We decided to strip away the command line interface of the base project and replace it with a shiny new GRPC server. At this point I’m sure I’ve managed to raise a few eyebrows by bringing GRPC into the design. We wanted to ensure that the downloader and the log player do not get into contention for CPU time. A simple solution was to separate the two into independent processes and specify their CPU allocation with GOMAXPROCS.

The approach allowed us to download log files and process them periodically while maintaining the desired throughput of the log player.

Our logo

Traffic shaping

Before we could send the log files for replaying we had to weed out access logs of routes that we did not intend to replay. This took away any processing task that might have been needed by the base project.

Our Elastic Load Balancer instances are configured to generate log files at an interval of 5 minutes. As a first step we calculated the throughput using the following formula.

throughput = no_of_lines / ( 5 * 60 )

The filtered logs and the desired throughput were saved as two independent files and the parent directory was sent to the base project for replaying by the downloader every five minutes via GRPC.

A major limitation of this implementation was that we were not able to reproduce the traffic spikes we were seeing in production. Taking an average of five minutes was smoothing out momentary surges. We decided to split a five minute window into twenty quartiles, that helped us paint a picture closer to reality.

Scaling out

Having one compute instance simulate the traffic generated by tens or even hundreds of thousands of users is unrealistic. The system was designed keeping this in mind.

In fact, AWS’s way of saving a log file per ELB instance meant that all we had to do was to have one compute instance for each ELB instance.

This setup helped us easily achieve throughputs north of 700k requests per minute, with enough cpu and networking resources to spare.

Tuning the system for throughput

Getting the math right on calculating how much load a compute instance was able to generate was important. For example, if the response time of a request is about 20ms, we can have a throughput of only 50 requests per second per connection. If we have a connection pool of 5, we increase the throughput five-fold to 250 requests per second.

While configuring the pool size we encountered two gotchas.

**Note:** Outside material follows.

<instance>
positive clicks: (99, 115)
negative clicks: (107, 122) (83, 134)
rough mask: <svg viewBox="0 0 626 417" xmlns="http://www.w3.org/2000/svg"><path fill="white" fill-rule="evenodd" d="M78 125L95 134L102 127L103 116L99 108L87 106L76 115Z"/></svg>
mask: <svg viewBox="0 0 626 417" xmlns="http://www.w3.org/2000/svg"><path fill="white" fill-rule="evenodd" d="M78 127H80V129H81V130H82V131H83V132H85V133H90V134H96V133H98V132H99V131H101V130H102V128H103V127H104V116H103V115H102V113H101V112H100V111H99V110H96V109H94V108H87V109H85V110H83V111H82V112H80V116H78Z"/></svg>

A big shout out to tleyden.github.io for documenting their findings in the blog post.

Deployment

Given that this tool would be seldom used, and possibly shelved once our transition from Kotlin to Go is complete meant we needed something simpler than having someone from the platform team configure a brand new pipeline for it.

For the first few runs we used the AWS CLI to provision resources, and then scp-ed the binaries and SSH-ed into the compute instances to start the applications. It was an onerous task.

Our first attempt at automating this was to write an elaborate bash script which soon turned ugly. Terraform provided a great way of provisioning and draining infrastructure resources, as well as deploying and executing our binaries.